На подъезде к Плайа-Хирон мы подсадили троих ребят лет десяти – двенадцати – двоих мальчишек и девчонку. Они были в красных галстуках, такой и я носил когда-то. Уже лет через десять на Кубе пионеров не будет. Мир, как радостный странник, спешит куда-то вперед – но точно ли к лучшему? Лучшее будущее… Таких и слов-то уже нет, они стали стыдными. А к какому же тогда идем будущему?
Мы не понимали ни слова из того, о чем весело болтали пионеры. Ребята выскочили возле небольшой деревушки. «Вива Фидель!» – на прощанье пропела одна из девчушек, подняв в пионерском приветствии руку.
– Чувствуешь, чувствуешь? Море, – вытянув шею, Лиза напряженно вглядывалась вперед. – Но где же оно?
Мы ехали по узкой грунтовой дороге через мангровый лес – листья и ветки шлепали, скрежетали по корпусу «Москвича», проникали в открытые окна и выдирались из них. Йодистый запах чувствовался в жарком воздухе, но где же в самом деле море?
Дорога не кончалась, становилась все уже – и вот, когда уже казалось, что наш «Москвич» застрянет между деревьев, лес внезапно кончился, и машина, перевалив через корягу, выбралась на каменистую поляну, перед которой, за низким обрывом, расстилалась прозрачная бирюза Карибского моря.

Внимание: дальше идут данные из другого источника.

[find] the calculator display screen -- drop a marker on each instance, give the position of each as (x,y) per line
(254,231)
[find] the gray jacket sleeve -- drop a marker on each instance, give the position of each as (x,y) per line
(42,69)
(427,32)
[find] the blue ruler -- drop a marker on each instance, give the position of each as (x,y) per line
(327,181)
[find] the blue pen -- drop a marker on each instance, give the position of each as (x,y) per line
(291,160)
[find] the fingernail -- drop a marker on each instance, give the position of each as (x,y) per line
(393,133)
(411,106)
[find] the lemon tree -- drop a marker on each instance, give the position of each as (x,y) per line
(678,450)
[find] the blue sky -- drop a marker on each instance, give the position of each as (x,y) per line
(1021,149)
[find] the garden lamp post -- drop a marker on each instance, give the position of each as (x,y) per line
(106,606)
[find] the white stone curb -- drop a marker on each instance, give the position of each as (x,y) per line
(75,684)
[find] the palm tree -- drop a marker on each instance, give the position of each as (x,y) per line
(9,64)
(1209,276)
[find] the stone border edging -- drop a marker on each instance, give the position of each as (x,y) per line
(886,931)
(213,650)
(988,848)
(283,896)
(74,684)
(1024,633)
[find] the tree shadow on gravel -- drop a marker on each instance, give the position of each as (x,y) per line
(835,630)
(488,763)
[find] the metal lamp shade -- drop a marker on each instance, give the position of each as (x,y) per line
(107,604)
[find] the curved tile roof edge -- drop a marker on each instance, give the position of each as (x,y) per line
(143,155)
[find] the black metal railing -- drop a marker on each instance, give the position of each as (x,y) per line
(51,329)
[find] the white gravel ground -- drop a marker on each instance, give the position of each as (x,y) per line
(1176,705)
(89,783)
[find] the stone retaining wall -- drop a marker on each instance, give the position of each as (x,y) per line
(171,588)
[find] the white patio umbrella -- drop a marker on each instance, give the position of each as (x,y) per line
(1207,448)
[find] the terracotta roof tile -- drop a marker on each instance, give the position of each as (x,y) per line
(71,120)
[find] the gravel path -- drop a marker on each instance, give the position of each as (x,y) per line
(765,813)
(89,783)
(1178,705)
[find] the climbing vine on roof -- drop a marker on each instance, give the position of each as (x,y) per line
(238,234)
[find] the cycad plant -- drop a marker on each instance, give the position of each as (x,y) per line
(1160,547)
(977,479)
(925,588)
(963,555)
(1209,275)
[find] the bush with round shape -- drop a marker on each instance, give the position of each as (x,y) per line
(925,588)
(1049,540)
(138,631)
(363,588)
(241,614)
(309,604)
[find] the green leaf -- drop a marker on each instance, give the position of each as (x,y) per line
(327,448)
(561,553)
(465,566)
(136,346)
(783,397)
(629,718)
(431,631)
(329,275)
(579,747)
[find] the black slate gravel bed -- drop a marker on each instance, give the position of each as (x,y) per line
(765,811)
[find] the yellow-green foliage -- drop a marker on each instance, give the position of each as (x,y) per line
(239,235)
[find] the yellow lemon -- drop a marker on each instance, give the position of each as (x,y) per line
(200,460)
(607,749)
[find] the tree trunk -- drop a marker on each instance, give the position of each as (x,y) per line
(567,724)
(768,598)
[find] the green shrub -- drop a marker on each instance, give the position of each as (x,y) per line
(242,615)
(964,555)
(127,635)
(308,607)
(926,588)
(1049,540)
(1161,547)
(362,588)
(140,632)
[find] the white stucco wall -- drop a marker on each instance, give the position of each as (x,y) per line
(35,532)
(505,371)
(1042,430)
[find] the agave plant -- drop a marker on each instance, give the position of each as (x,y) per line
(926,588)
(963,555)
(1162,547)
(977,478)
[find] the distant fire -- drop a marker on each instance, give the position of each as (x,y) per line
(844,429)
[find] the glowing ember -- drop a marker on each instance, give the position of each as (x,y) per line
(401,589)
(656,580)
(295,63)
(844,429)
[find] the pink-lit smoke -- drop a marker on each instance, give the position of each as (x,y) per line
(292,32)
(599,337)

– Море, – сказала Лиза так, словно мы были на корабле и увидели наконец землю.
Я протянул руку, чтобы выключить поворотом ключа зажигание – но двигатель, словно почувствовав движение моей руки, замолчал сам. Море было как зеркало – ни единой волны, ни одного порыва ветра. Выйдя из умолкшего «Москвича», мы стояли и смотрели на воду. Отсюда, с берега, было хорошо видно, насколько она прозрачная: видно песчаное дно, водоросли, кораллы и снующих между ними рыб.
– А ведь там внизу сад, – услышал я Лизу, – рай под водой…
Впереди, в километрах двух от берега, возникали и исчезали на спокойной глади моря бурунчики пены.